上 下
1 / 572

第1話 スマホ依存症な俺

しおりを挟む
 携帯電話。それはビジネスマンだけではなく学生から主婦まで、多くの人に必要不可欠な携帯端末である。

 かつては一部の人間にしか持てないほど高価で、抱えるほどの大きなものだった。だが時代とともに進化を続け、小型になり、金額を気にせずに学生なども気軽に持てるようになった。

 しかしそんな携帯電話にある革命が起きた。
 それは今ではごくごく当たり前のスマートフォンだ。そんなスマートフォンも、販売当時はあんなものを買うのはバカだと周りは話していた。

 だが、販売からほんの数年で携帯電話機と言えばスマートフォンと言えるほどの知名度と認知度を上げた。
 今ではかつての携帯電話、通称ガラケーを持っている方が珍しい。

 しかしスマホが普及されてから、ただでさえ問題視されてきた携帯電話の平均使用時間が年々増え続けている。
 今ではスマホがなければ生きていけないという人間も多いだろう。
 かくいうこの俺、関谷道長もそんな部類の人間の一人だ。

 今では寝る時間も削り、食事のときでさえスマホをいじっている。
 正直、最後に本物の青空を見たのはいつかというほどスマホ以外のものを見た覚えがない。

 そんな俺は現在、スマホアプリのレビューやゲームの攻略法を調べ上げ、ホームページで紹介することによる広告費で暮らしている。

 正直人気はあるので生活に何ら問題はない。
 そんな俺は今日も新しいゲームを探し、それを片っ端から攻略、評価していく作業をこなしている。
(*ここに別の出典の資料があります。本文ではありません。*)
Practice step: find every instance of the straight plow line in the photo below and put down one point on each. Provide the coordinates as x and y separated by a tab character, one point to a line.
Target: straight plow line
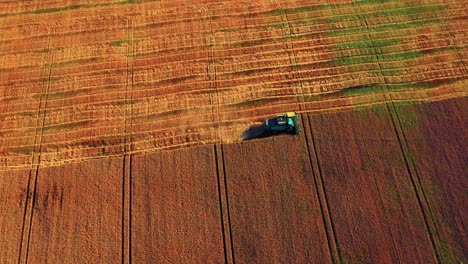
322	106
250	80
322	110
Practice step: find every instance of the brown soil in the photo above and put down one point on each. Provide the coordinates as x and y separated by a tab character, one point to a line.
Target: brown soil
175	208
274	212
76	214
373	206
179	73
13	186
437	137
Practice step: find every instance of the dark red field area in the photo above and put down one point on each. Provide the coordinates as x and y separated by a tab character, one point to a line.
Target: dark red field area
275	214
12	201
77	214
373	206
175	208
437	137
345	191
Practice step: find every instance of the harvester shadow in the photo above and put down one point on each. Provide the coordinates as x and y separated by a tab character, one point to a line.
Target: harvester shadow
256	131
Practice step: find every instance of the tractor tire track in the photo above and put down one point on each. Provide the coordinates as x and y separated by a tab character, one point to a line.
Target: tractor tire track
411	168
34	172
332	241
222	183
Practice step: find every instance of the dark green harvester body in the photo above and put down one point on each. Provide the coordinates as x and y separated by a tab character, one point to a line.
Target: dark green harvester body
288	123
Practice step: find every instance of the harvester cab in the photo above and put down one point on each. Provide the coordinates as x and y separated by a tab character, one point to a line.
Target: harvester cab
288	123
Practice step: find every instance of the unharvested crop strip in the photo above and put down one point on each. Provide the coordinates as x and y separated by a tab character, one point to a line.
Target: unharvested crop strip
389	229
409	170
333	246
222	181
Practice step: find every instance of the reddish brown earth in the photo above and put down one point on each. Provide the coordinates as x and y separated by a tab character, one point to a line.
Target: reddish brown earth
76	214
120	79
13	187
175	208
274	212
373	206
437	137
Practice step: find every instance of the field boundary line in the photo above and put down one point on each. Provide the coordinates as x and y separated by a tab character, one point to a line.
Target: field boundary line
223	193
327	221
101	105
38	139
391	108
454	94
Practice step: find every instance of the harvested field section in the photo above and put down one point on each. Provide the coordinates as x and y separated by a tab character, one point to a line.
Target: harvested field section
275	214
398	45
175	208
77	213
372	203
13	191
437	137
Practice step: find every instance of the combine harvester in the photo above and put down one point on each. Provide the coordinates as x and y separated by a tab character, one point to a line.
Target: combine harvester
284	123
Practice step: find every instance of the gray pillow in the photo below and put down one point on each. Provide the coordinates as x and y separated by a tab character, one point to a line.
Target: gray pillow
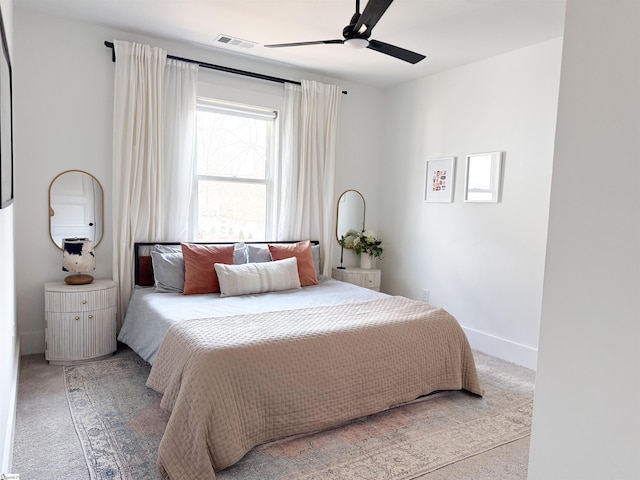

「うーんこのゲームはダメだな。作り込みが甘いせいでバグが多い。おっと、スタミナがそろそろ貯まったから消費しないとな。」

 今日も日課のスタミナ消費をしなくては。
 完全に溜まると時間がもったいないからな。
 後、こっちのゲームはもうやることないしログインだけでいいだろ。
 あ、でもこれは今日からイベントだからやっとかないと。あぁ、今日も忙しいなぁ。

「あとなんか面白そうなゲームのレビューもしないと。もうすぐ水着イベントも近いから課金する資金を稼がないとな。はぁ…今回は10万以内で収まればいいんだけどなぁ…」

 人気アニメのスマホゲーなんだから、もっと排出率高くてもいいのに何でこうも出ないのかなぁ…。
 前回なんて結局30万は使ったしな。まあ、あの可愛さだったらそれだけの価値は十分にあったとは言える。

「さてさて…面白そうなゲームは……ん?これは…」

 あなたへのおすすめのところに出てきたこのアプリ。名前は全く読めない。
 どこの言語か気になるが、そんなことよりもこのアプリはまだ誰にも評価されていない。
 しかもリリースされたのは今日だ。これは良いネタになるだろう。

「早速ダウンロードだな…ってあっという間だな。容量少ないってことはあんまり期待できないかも。」

 ダウンロードまでは1秒もかからなかった。
 これだけ早いと容量が少なくて内容も薄いものが多く、正直期待できないかと思った。しかしアプリを起動してみると追加のダウンロードがあるのかしばらく時間がかかった。
 これなら少しは期待できるかもしれない。

 他のアプリのレビュー記事を書きながら待っていると、追加のダウンロードが終わり、画面が切り替わる。
 切り替わった画面には日本語でスタートと書かれている。

 アプリ名は読めないのにここは日本語かよ!けどレビューとして描くにはちょうどいい。ちょっとしたツッコミどころはレビューする際の良いネタになる。
 早速スタートボタンを押すと画面に文字が表示される。
 どうやらいくつかの質問があるようだ。

『ダウンロードしていただきありがとうございます。これからいくつかの質問をしますので正確に回答してください。これは今後に関わるのでしっかりと考えてください。』

「なるほどね。こういうタイプのアプリか。俺の回答によって主人公の能力とか性格や見た目が変わる奴だろうな。テレビゲームなんかにはあるけどスマホのアプリであるのは珍しいな。これは期待できる。」

『第1問、あなたの年齢と性別を教えてください。』

「この辺は主人公にそのまま反映されそうな部分だな。性別を変えても面白そうだけど、ここは正直にいくか。26歳…男っと。」

 それから数問ほど俺の身長や体重、性格といった街頭インタビューのような質問が続いた。
 答えていくにつれてどうやらここまではこのアプリの作成者が、どんな人間にこのアプリを使ってもらえているかのアンケート調査のように感じた。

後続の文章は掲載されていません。